🤖 AI Summary
This work addresses the limited discriminative power of existing large language model (LLM)-based recommender systems, which rely on offline-generated sequence-level negative samples and struggle in large-scale negative sampling spaces. To overcome this, the authors propose ILRec, a novel framework that dynamically generates self-hard negative tokens from intermediate LLM layers as fine-grained negative supervision signals. ILRec employs a two-stage training strategy that enhances model discrimination through cross-layer preference optimization and knowledge distillation. Additionally, a lightweight collaborative filtering module is integrated to mitigate false punishment issues arising from overly aggressive negative sampling. Extensive experiments on three benchmark datasets demonstrate significant improvements in recommendation performance, validating the effectiveness of the proposed approach in enriching the informativeness of negative samples and boosting LLM-based recommendation accuracy.
📝 Abstract
Large language models (LLMs) have shown great promise in recommender systems, where supervised fine-tuning (SFT) is commonly used for adaptation. Subsequent studies further introduce preference learning to incorporate negative samples into the training process. However, existing methods rely on sequence-level, offline-generated negatives, making them less discriminative and informative when adapting LLMs to recommendation tasks with large negative item spaces. To address these challenges, we propose ILRec, a novel preference fine-tuning framework for LLM-based recommendation, leveraging self-hard negative signals extracted from intermediate layers to improve preference learning.
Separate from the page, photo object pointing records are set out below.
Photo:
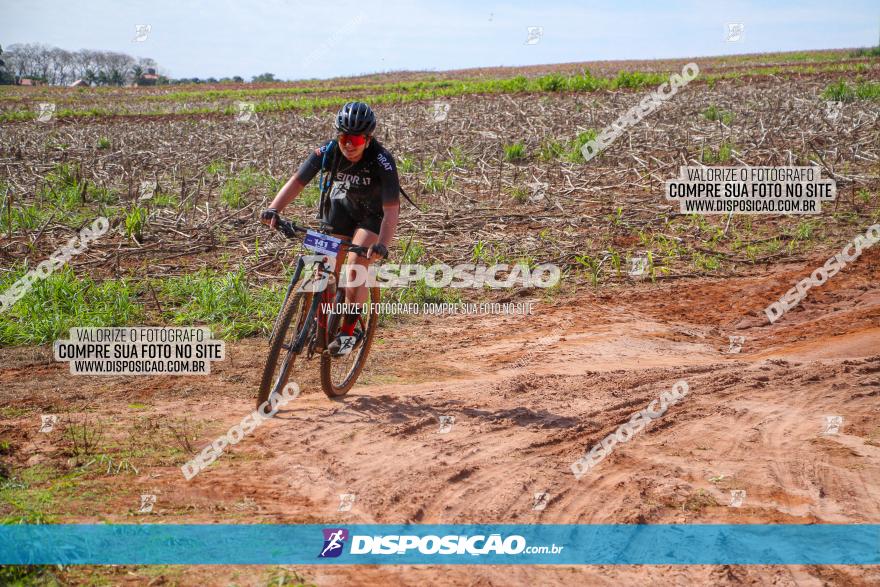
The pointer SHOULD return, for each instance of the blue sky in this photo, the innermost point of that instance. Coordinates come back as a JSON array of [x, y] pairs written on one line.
[[296, 40]]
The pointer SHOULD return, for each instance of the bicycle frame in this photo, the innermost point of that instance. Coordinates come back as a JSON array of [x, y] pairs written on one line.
[[323, 281]]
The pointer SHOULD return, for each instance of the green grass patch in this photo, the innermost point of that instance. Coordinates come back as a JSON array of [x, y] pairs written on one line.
[[714, 113], [233, 307], [842, 91], [62, 301], [236, 189]]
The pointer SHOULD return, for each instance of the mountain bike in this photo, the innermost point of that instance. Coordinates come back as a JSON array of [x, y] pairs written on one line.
[[307, 324]]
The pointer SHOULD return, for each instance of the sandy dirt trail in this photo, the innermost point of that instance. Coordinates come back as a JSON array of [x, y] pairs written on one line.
[[531, 394]]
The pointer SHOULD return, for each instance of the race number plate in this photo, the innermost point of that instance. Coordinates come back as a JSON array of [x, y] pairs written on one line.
[[321, 243]]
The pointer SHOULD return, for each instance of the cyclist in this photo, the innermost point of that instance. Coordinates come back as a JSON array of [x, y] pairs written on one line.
[[361, 201]]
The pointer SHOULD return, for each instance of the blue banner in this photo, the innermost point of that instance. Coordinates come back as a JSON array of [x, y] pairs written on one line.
[[685, 544]]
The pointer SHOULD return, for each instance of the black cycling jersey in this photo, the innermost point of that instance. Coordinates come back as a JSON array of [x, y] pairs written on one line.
[[362, 187]]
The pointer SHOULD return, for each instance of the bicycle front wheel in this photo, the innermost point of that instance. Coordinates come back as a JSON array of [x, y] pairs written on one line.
[[338, 374]]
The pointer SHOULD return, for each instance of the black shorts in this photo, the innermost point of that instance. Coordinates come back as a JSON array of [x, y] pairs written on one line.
[[345, 223]]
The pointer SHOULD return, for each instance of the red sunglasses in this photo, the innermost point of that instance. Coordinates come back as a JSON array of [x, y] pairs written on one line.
[[353, 140]]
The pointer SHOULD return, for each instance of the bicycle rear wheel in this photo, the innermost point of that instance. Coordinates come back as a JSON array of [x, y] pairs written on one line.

Specifically, we identify self-hard negative tokens from intermediate layers as fine-grained negative supervision that dynamically reflects the model's preference learning process. To effectively integrate these signals into training, we design a two-stage framework comprising cross-layer preference optimization and cross-layer preference distillation, enabling the model to jointly discriminate informative negatives and enhance the quality of negative signals from intermediate layers. In addition, we introduce a lightweight collaborative filtering model to assign token-level rewards for negative signals, mitigating the risk of over-penalizing false negatives. Extensive experiments on three datasets demonstrate ILRec's effectiveness in enhancing the performance of LLM-based recommender systems.